Monday, January 26, 2009

Theft and Recovery

It felt as if my identity had been wiped clean. It felt as if I was missing a limb. The virus attacked on Saturday--- nothing could stop it and I tried. I had spyware, I had virus protection, I had a firewall. This Trojan Horse plowed through everything and shut me down for a week. The Geek Squad at Best Buy tried everything--- but it was so deeply encrypted, deeply malicious, maliciously smart, that it resisted every effort. Finally nothing was left but to erase everything off my computer and start over. Now I'm a good girl and keep my files backed up, so I wasn't concerned about losing a script or a syllabus or a short story or a novel.

However, my desktop is a mirror of myself. It's a mirror of my artistic, professional and personal self. There was order and reason to the arrangement of every icon: the right side had all my folders, the left had all the software. Each folder occupied its own geography on the blue space of my screen. Folders right of center were the most current, those in the upper right hand were archives. This positioning mirrored what was most current in my life, what was most important. This geography of my desktop was precious to me. It was literally a road map of my life. A portrait. It is one of the most important ways I define myself.

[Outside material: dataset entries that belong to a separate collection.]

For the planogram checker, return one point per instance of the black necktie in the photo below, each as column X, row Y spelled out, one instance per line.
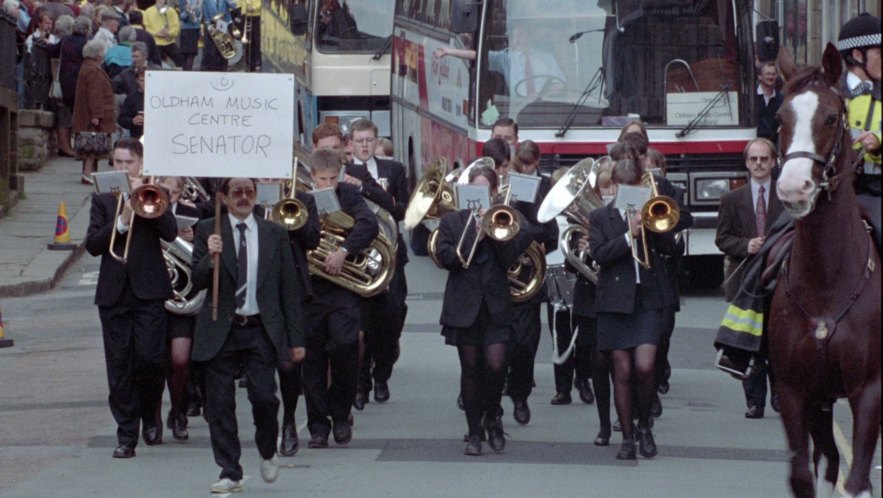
column 242, row 266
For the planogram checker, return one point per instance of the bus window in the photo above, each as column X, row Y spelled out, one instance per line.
column 360, row 26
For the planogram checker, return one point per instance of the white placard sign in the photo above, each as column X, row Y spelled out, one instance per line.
column 207, row 124
column 682, row 107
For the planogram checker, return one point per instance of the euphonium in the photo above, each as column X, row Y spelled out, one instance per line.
column 367, row 273
column 178, row 255
column 222, row 40
column 574, row 196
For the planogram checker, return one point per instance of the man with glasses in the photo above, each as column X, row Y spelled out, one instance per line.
column 744, row 221
column 258, row 325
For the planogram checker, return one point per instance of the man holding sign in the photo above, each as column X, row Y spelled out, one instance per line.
column 258, row 325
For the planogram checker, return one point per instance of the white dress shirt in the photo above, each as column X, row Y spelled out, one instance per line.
column 251, row 233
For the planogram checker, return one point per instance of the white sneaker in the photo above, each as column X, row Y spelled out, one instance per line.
column 270, row 469
column 226, row 485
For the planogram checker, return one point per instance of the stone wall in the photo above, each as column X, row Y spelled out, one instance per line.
column 36, row 139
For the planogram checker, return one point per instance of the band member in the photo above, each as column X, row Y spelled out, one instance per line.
column 630, row 303
column 526, row 327
column 180, row 327
column 383, row 316
column 290, row 373
column 130, row 297
column 258, row 325
column 334, row 315
column 211, row 58
column 477, row 314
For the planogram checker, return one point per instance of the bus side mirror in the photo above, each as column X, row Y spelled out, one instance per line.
column 767, row 39
column 299, row 19
column 464, row 16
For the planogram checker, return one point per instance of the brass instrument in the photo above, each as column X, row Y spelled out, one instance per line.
column 574, row 196
column 147, row 201
column 368, row 273
column 289, row 211
column 223, row 40
column 660, row 214
column 178, row 255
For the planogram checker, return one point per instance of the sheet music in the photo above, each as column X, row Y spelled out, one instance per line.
column 326, row 200
column 630, row 196
column 523, row 188
column 473, row 197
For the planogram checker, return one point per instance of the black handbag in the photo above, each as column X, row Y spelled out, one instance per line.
column 92, row 143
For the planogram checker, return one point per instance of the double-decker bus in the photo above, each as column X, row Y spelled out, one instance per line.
column 684, row 67
column 339, row 53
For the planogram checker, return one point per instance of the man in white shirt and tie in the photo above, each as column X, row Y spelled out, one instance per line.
column 744, row 219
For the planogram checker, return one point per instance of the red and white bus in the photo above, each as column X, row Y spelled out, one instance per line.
column 339, row 54
column 685, row 67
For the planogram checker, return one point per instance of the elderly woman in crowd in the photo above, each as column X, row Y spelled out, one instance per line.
column 70, row 58
column 93, row 106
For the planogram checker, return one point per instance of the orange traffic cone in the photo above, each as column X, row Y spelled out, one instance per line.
column 62, row 231
column 4, row 343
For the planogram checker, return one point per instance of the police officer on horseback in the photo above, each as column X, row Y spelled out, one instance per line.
column 859, row 45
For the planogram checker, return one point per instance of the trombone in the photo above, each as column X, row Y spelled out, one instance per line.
column 147, row 201
column 289, row 211
column 660, row 214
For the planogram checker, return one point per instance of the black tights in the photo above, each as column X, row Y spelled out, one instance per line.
column 642, row 358
column 601, row 372
column 482, row 372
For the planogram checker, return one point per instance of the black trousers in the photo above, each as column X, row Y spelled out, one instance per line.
column 332, row 322
column 383, row 318
column 579, row 364
column 211, row 58
column 250, row 348
column 522, row 349
column 134, row 333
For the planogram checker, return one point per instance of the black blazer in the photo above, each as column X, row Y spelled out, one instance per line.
column 277, row 292
column 616, row 280
column 145, row 271
column 304, row 239
column 736, row 225
column 484, row 281
column 543, row 233
column 366, row 228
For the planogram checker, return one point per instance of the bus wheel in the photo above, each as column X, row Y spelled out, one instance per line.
column 704, row 272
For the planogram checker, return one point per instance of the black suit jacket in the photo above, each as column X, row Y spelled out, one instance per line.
column 304, row 239
column 484, row 281
column 543, row 233
column 736, row 225
column 616, row 280
column 277, row 292
column 366, row 228
column 145, row 271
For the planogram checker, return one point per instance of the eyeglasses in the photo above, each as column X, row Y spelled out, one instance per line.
column 243, row 192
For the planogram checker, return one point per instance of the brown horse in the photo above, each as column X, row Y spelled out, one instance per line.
column 824, row 326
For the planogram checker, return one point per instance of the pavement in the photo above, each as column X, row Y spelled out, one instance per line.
column 27, row 266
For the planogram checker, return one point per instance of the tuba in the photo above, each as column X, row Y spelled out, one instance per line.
column 574, row 196
column 178, row 255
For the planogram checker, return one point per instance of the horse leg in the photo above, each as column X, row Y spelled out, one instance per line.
column 826, row 458
column 866, row 429
column 794, row 417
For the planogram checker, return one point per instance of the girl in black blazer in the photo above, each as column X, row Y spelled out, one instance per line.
column 477, row 315
column 630, row 304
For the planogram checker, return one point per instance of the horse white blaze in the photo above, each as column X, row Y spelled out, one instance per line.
column 795, row 182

Last night I couldn't face the emptiness and the job of rebuilding. This morning I move forward. It is not easy. The invasion of this virus affected everything in my life. It stole my identity, it stole my time, and my money. It occupied every waking moment for a week. I offer a curse to all the hackers participating in this dissemination of this virus:

May you know what its like to have complete and utter disruption of your life from a malicious anonymous source.